Usaha memblowup ini seolah-oleh dibuat
untuk mendeskreditkan Islam sebagai agama mayoritas di negeri ini sebagai agama
intoleran. Agama mayoritas yang tidak menghormati agama lain dan berbagai
istilah-isitlah yang cukup mengusik hati. Hal ini tidak terjadi ketika perda (mirip)
yang dinilai intoleran tersebut terjadi di wilayah yang agama lain menjadi mayoritas.
Suara-suara sumbang tidak cukup nyaring terdengar seperti apa yang terjadi terhadap
perda yang berbau keislaman. Dalam faktanya perda tersebut sesungguhnya dibuat
untuk kemaslahatan bersama setelah adanya musyawarah di dalam forum DPRD setempat.
Para wakil rakyat didalam forum DPRD
menjadi penentu baik tidaknya peraturan tersebut dibuat setalah melihat keadaan
masyarat di wilayahnya. Ketika masyarakat mayoritas muslim menginginkan adanya peraturan tersebut maka masyarakat
non-muslim harus menghargai dan menghormati keputusannya, begitu pula sebaliknya
ketika kejadiannya non-muslim sebagai mayoritas diwilayah tersebut. Saling menghargai
dan menghormati menjadi kunci kemaslahatan sehingga terhindar dari suatu mafsadat
yang timbul.
Contoh kasus dapat kita lihat dari
pengakuannya pemerintah pusat terhadap penerapan syariat Islam di Aceh. Pemerintah
pusat secara tidak langsung telah mengimplementasikan kaidah ushul : “menghilangkan
mafsadat didahulukan daripada mengambil manfaat”. Aceh menjadi salah satu
daerah istimewa di Indonesia setelah menimbang kemafsadatan atau kemadharatan
dapat terhindarkan jika pemerintah pusat menyetujui kebutuhan masyarat tersebut.

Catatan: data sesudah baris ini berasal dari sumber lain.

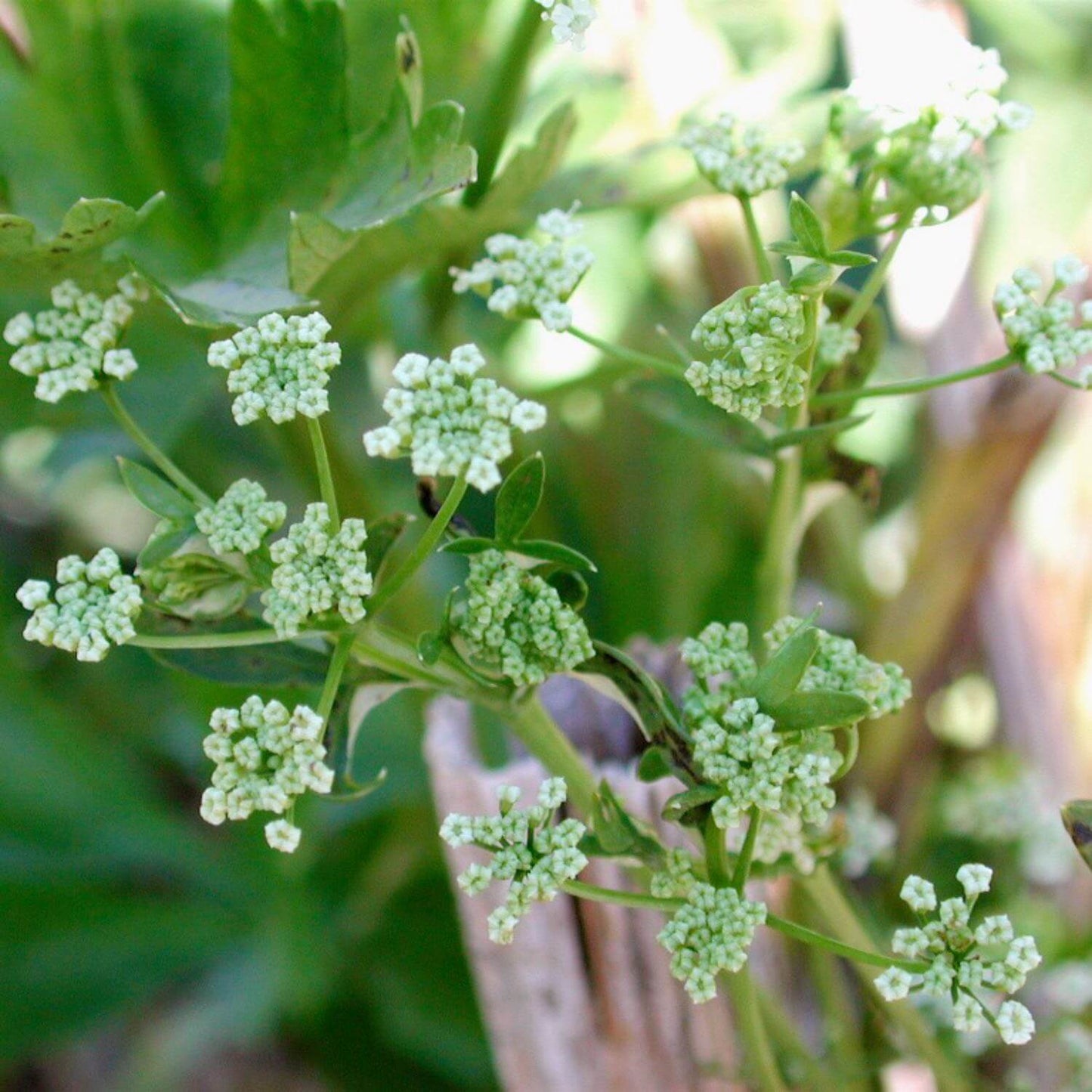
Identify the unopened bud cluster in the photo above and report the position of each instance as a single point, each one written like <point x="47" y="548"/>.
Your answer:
<point x="964" y="962"/>
<point x="267" y="758"/>
<point x="527" y="849"/>
<point x="517" y="623"/>
<point x="92" y="608"/>
<point x="756" y="339"/>
<point x="279" y="368"/>
<point x="451" y="422"/>
<point x="534" y="280"/>
<point x="74" y="345"/>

Kemudharatan yang dimaksud disini ialah seperti semakin kuatnya usaha keluarnya
Aceh dari NKRI hingga memuncaknya konflik bersenjata yang banyak memakan korban
jiwa.
Kembali terhadap permasalahan penertipan
diatas maka sudah menjadi hal yang wajar jika aparat penegak hukum memberi
peringatan bahkan sanksi terhadap para pelanggar. Peraturan yang telah dibuat sudah
menjadi kesepatan bersama masyarat yang diwakili para wakilnya di DPRD. Tetapi
dalam hal ini perlakuan represif yang berlebihan dari aparat juga perlu kita
kritisi. Bentuk penindasan yang merugikan warga yang khilaf juga tidak
dibenarkan karena memang sebagaimana manusia sebagai tempatnya salah dan lupa.
Indonesia sebagai negeri yang religius,
hingga menjadikan Ketuhanan yang Maha Esa menjadi poin pertama dalam dasar
negeranya sangat lazim jika segala hukum di Indonesia didasarkan dalam pandangan
keagamaan. Sehingga kurang tepat jika ada sesuatu yang berkaitan dengan
keputusan hukum yang keluar dari negeri ini tanpa melibatkan nilai agama yang
menjadi dasar keputusan. Pemahaman yang menyebutkan perda agar tidak mengikutsertakan
padangan keagamaan kurang elok jika tetap dipertahankan, dan bisa jadi
melanggar sila pertama dari dasar negara.
Dalam kacamata Islam semua hal tidak ada yang
tidak terbahas. Islam mengatur segala aspek kehidupan dan tidak terbatas dalam
urusan pribadi semata. Islam sebagai agama dakwah mengajarkan umatnya untuk
menyeru kepada yang ma’ruf dan mencegah dari yang munkar. Tak sampai
disitu, Islam juga menunjukkan jalan keselamatan di dunia hingga kehidupan pasca-dunia.
Wajar jika seruan perda berbau keislaman terus diusahakan dari para kaum
muslimin. Hal tersebut sebagai bentuk syiar keislaman kepada seluruh umat baik
kaum muslim mau pun non-muslim.
Kebanggaan kita terhadap Islam jangan
sampai kita campakkan hanya karena sebuah toleransi yang salah arti. Bulan
ramadan menjadi ajang syiar keislaman kita kepada seluruh umat manusia. Jangan
sampai salah langkah, jangan salah berpresepsi sehingga dapat menusuk diri sendiri.
Semoga Allah Ta’ala selalu menunjukkan jalan dan terhindar dari segala
paham yang menyelewang dan usaha penyelewengan paham, sehingga amal ibadah kita
diterima oleh-Nya. Dan kebahagiaan hakiki kita dapatkan, bersama Islam
sebagai jalan hidup kita. Wallahu’alam.